Statistics Professor Hides Pictures, Messages in Problem Solutions
April 11, 2007
Students who solve a statistics problem correctly see images like this one appear on their computer screens. Credit: NC State University
Say you’re an aspiring statistician who has just spent hours trying to figure out the answer to a particularly thorny problem. As you plug the final numbers into the computer program you’re running in order to confirm your analysis, an image takes shape on the screen: Homer Simpson, working a problem on a blackboard. What would your reaction be?
For students of Dr. Len Stefanski, professor of statistics at North Carolina State University, it’s usually more “Whoa!” than “D’oh!”
Stefanski has developed a method for hiding messages and pictures in data sets that only appear when a student or statistician has correctly analyzed the data via regression analysis, a statistical process for studying how one variable depends on others.
His innovative approach to making statistical analysis fun is featured in the May edition of The American Statistician.
“Regression analysis is used in every scientific field,” Stefanski says. “It’s a way to describe how one variable depends upon other variables – for example, you can use regression analysis to discover how blood pressure is affected by cholesterol, weight, diet and other risk factors. Or how temperatures in different parts of the ocean might affect the number of hurricanes that occur in a given season.”

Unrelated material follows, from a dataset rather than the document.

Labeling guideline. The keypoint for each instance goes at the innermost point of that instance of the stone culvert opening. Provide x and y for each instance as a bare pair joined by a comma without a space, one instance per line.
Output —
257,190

When statisticians do regression analysis, they use computer programs to help them discover trends and variability within a given set of data. The programs plot the data as dots in an onscreen graph. A statistician looking at the relationship between height and weight, for example, would expect the general trend in the graph to be that weight increases with height – and that the majority of the dots in the graph would fall along that trend. However, there are always exceptions – people who don’t fit the pattern or trend. These exceptions would show up as “scatter” in the computer model, or random dots on the screen.
“The challenge for the statistician is to find the correct trend in a data set,” Stefanski says. “If you’ve done the analysis correctly and extracted the trend from the data, then all you should be left with onscreen when you’re finished is the random scatter, and I wanted to find a way to make the payoff for getting the right answer a bit more interesting for students.”
Stefanski created a simple computer program that allowed him to “hide” images or messages in data sets. When a student successfully identifies and removes the trend data from the set, the message or picture is revealed in what is known as a residual plot. He has made the data sets available to colleagues and the public on his Web site, and will make the computer program he created available soon as well.
“It’s not a terribly efficient means of encryption,” Stefanski says, “but it certainly makes statistical analysis more visually interesting.”